Epidemiólogos de la prestigiosa universidad consideran que los datos del coronavirus en América Latina son erróneos.

DDC. Nueva York 

—“A los epidemiólogos de Johns Hopkins les sorprende las bajas cifras del nuevo coronavirus reportadas en América Latina. La mayoría cree que esos datos son erróneos y no reflejan la realidad”, dijo Francisco González, profesor de la Escuela de Estudios Internacionales de esa universidad de EEUU.

“Puede ser por un tema estructural de cada país, pero también puede ser intencional”, declaró González en una entrevista con la emisora Deutsche Welle.

“No es coincidencia que, por ejemplo, en México, Nicaragua, Venezuela o Cuba haya un clima de polarización política o brotes de inestabilidad. La cuestión ahí no es cómo manejar la pandemia. Ya que son regímenes que están contra la pared necesitan, entonces, manipular la información de manera propagandística para intentar minimizar la crítica y no echarle más gasolina a un fuego que ya está encendido”, consideró.

En palabras del experto en economía y política, “a estos Gobiernos les da miedo que la población piense que se está perdiendo el control”.

En Cuba el Ministerio de Salud Pública (MINSAP) informó este martes de solo seis casos de nuevos contagios por Covid-19 en otra jornada sin reportar fallecimientos, la sexta consecutiva.
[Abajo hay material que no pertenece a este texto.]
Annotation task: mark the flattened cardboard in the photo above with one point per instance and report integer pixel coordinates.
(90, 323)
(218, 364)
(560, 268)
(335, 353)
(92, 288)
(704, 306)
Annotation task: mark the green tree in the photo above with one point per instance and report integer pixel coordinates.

En dos meses de pandemia lleva registrados en la Isla 79 muertos.

El académico explicó cómo recopila Johns Hopkins la información de Covid-19 en América Latina.

“No solo se toma el número que dan las autoridades nacionales. Se coteja con la Organización Mundial de la Salud (OMS), la OPS, agencias de Naciones Unidas, grandes organizaciones que tienen presencia en el terreno o universidades. Además, hay una cooperación con el Centro para el Control de las Enfermedades Infecciosas de Atlanta (CDC, por sus siglas en inglés), que se dedica a la epidemiología y la salud pública en Estados Unidos, pero también tiene gente en todo el mundo”, abundó.

“Incluso la información que entregan las grandes empresas farmacéuticas es utilizada en los estudios de Johns Hopkins. No se puede confiar solamente en las cifras de Gobiernos que clasifican burocráticamente muertes por COVID-19 como ‘neumonía atípica'”, señaló.

Sobre qué recomendaciones darían los especialistas de la Universidad Johns Hopkins para la región, González señaló que “es la misma, la más efectiva: el distanciamiento social, porque éste evita el contagio”.

El profesor aclaró que, sin embargo, “se ha manejado de forma distinta en los diferentes países”.

“Aquí también tiene que ver el factor cultural. En China hay una tradición de obedecer al Estado y si no obedecen los encierran a la fuerza. En general, las culturas orientales tienen una gran diferencia con la autoridad. En Latinoamérica somos lo opuesto. Los Estados no son tan eficaces para sancionar”, consideró.

“En Brasil, México, Colombia o en países del Caribe, aunque el Estado mande el mensaje correcto, no existe tanta capacidad para poder implementarlo. En México, por ejemplo, en el día de la madre se olvidaron de la pandemia y la gente no solo no hizo caso de no ir a otras casas, sino que hicieron fiestas públicas”, dijo.

El experto atribuyó esta última reacción de la gente a “una acumulación de desencanto, porque la autoridad en muchas ocasiones es arbitraria, se vende, es corrupta, de modo que las masas no le creen, no le tienen confianza”.